From Housekeeping by Marilynne Robinson

“He had grown up in the Middle West, in a house dug out of the ground, with windows just at earth level and just at eye level, so that from without, the house was a mere mound, no more a human stronghold than a grave.”

“So the wind that billowed her sheets announced to her the resurrection of the ordinary.”

“Sometimes the sun would be warm enough to send a thick sheet of snow sliding off the roof, and sometimes the fir trees would shrug, and the snow would fall with surprisingly loud and earthy thuds, which would terrify my great-aunts.”

“Sylvie believed in stern solvents, and most of all in air. It was for the sake of air that she opened doors and windows.”

“There the wind would be, quenching the warmth out of the air before the light was gone, raising the hairs on our arms and necks with its smell of frost and water and deep shade.”

“It seemed to me that if she could remain transient here, she would not have to leave.”

“Sylvie was often at the lake. Sometimes she came home with fish in her pockets.”

“The frost is so thick that the grass cracks when you step on it.”

“Lot’s wife was salt and barren, because she was full of loss and mourning, and looked back.”

“What with the lake and the railroads, and what with blizzards and floods and barn fires and forest fires and the general availability of shotguns and bear traps and homemade liquor and dynamite, what with the prevalence of loneliness and religion and the rages and ecstasies they induce, and the closeness of families, violence was inevitable.”

“Now truly we were cast out to wander, and there was an end to housekeeping.”

The Jailing of Cecelia Capture by Janet Campbell Hale

From The Jailing of Cecelia Capture by Janet Campbell Hale

“‘Not poor? How can you sit there and say that with a straight face? Why I remember your momma told my momma once that your daddy got drunk and spent his paycheck and you had to pick up beer bottles alongside the road for lunch money and you had holes in the bottoms of your shoes. You had to line them with newspapers. If that ain’t poor, I sure don’t know what is.'”

“She had been the daughter of a half-insane, mean old woman and an ineffective alcoholic father, and she had grown up poor and unwanted. She had been an unmarried welfare mother and finally become a drunk herself.”
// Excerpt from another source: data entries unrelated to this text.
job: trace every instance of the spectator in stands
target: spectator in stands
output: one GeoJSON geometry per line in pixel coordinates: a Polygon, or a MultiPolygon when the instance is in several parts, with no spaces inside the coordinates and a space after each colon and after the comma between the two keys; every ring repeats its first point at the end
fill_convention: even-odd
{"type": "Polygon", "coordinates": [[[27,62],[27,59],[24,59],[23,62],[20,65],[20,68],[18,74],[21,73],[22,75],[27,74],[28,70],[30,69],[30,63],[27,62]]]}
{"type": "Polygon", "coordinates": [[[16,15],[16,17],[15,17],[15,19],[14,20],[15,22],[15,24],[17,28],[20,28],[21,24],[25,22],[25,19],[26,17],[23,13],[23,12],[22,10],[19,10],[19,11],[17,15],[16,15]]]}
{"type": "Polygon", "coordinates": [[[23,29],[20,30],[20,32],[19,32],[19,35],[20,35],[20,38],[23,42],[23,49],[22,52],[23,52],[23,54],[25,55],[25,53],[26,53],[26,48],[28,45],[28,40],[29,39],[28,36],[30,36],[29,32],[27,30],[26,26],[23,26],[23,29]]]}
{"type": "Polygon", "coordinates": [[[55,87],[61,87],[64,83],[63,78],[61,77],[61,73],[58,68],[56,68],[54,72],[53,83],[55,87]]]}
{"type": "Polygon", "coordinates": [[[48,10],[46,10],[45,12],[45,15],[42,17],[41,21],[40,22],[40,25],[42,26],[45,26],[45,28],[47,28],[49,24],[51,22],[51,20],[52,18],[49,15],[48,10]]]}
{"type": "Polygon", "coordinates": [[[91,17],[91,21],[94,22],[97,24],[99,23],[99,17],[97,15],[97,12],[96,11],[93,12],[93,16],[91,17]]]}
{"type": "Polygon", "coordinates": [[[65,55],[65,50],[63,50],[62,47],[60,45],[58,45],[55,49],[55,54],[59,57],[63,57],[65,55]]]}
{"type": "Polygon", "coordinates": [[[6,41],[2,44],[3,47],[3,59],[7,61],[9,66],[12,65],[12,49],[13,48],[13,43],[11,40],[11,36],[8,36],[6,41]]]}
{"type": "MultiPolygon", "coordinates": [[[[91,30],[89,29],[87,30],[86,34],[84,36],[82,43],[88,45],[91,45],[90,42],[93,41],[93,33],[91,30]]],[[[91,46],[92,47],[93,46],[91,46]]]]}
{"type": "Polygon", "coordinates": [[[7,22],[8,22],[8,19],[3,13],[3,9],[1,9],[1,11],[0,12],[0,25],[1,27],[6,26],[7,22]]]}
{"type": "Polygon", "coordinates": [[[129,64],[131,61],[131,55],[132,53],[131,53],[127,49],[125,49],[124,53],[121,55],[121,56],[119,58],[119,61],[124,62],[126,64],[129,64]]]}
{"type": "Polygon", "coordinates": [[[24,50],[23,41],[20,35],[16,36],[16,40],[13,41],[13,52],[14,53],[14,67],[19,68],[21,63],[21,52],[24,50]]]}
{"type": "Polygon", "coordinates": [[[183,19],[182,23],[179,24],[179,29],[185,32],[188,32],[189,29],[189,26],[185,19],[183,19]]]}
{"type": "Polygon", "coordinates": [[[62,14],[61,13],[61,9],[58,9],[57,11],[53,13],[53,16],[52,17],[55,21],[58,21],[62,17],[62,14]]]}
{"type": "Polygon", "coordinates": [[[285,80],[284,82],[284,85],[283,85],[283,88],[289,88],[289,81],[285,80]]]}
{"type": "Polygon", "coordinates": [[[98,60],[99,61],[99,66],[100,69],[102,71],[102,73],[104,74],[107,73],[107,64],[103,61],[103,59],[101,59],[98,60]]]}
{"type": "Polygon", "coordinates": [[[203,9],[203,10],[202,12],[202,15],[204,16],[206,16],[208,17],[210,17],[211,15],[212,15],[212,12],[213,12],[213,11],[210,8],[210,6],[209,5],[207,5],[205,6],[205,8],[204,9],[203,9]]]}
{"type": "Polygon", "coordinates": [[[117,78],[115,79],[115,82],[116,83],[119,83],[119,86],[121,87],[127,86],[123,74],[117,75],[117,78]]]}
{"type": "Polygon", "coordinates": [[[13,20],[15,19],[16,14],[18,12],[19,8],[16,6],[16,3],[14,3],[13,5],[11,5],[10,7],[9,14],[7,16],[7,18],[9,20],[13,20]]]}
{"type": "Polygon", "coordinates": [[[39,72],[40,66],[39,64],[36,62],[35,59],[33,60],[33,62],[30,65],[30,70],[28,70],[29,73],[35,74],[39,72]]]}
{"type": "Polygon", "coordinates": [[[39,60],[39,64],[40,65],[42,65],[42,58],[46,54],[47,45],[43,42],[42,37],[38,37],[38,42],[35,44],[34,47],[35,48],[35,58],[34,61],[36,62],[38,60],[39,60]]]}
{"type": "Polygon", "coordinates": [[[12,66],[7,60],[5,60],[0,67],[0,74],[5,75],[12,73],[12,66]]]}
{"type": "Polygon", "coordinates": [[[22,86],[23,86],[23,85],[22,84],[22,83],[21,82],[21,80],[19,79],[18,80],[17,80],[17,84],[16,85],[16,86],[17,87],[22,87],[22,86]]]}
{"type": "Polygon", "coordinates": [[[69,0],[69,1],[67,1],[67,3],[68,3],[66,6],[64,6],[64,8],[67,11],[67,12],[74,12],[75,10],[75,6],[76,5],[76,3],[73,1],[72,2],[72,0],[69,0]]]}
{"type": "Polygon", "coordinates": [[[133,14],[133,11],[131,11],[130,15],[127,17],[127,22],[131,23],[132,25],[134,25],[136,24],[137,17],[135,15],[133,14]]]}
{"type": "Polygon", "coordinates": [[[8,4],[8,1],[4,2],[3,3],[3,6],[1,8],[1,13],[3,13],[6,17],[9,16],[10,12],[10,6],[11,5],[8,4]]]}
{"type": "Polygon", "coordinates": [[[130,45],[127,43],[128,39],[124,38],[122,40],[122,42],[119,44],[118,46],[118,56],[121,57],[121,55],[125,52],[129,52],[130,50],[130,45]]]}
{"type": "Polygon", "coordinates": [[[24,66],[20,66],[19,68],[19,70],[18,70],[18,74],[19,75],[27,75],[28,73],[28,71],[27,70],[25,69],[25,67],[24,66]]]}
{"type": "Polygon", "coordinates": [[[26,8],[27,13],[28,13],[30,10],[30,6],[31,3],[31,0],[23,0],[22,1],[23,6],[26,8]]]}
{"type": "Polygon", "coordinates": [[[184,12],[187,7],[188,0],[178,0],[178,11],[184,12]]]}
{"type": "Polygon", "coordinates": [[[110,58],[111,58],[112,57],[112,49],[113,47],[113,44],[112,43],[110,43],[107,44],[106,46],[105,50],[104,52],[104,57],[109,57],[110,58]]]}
“She remembered the old man in the bar in the Mission District telling her, ‘We are the biggest tribe of all, us displaced ones, us urban Indians, us sidewalk redskins.'”

Train Dreams by Denis Johnson

From Train Dreams by Denis Johnson

“It was Saturday night, and in preparation for the evening a number of the railroad gang from Meadow Creek were gathered at the hole, bathing with their clothes on and sitting themselves out on the rocks to dry before the last of the daylight left the canyon.”

“He liked the grand size of things in the woods, the feeling of being lost and far away, and the sense he had that with so many trees as wardens, no danger could find him.”

“The moss on the shingled roof of her home curled and began to smoke faintly. The logs in the walls stressed and popped like large-bore cartridges going off. On the table by the stove a magazine curled, darkened, flamed, spiraled upward, and flew away page by page, burning and circling.”

“‘I know everything,’ Heinz sputtered and fumed, somewhat like an automobile himself, and said, ‘I’m God!’
Grainier thought about how to answer. Here seemed a conversation that could go no further.”

“‘In a civilized place, the widows don’t have much to say about who they marry. There’s too many running around without husbands. But here on the frontier, we’re at a premium. We can take who we want, though it’s not such a bargain. The trouble is you men are all worn down pretty early in life.'”

“God needs the hermit in the woods as much as He needs the man in the pulpit.”

“He very often wept in church. Living up the Moyea with plenty of small chores to distract him, he forgot he was a sad man. When the hymns began, he remembered.”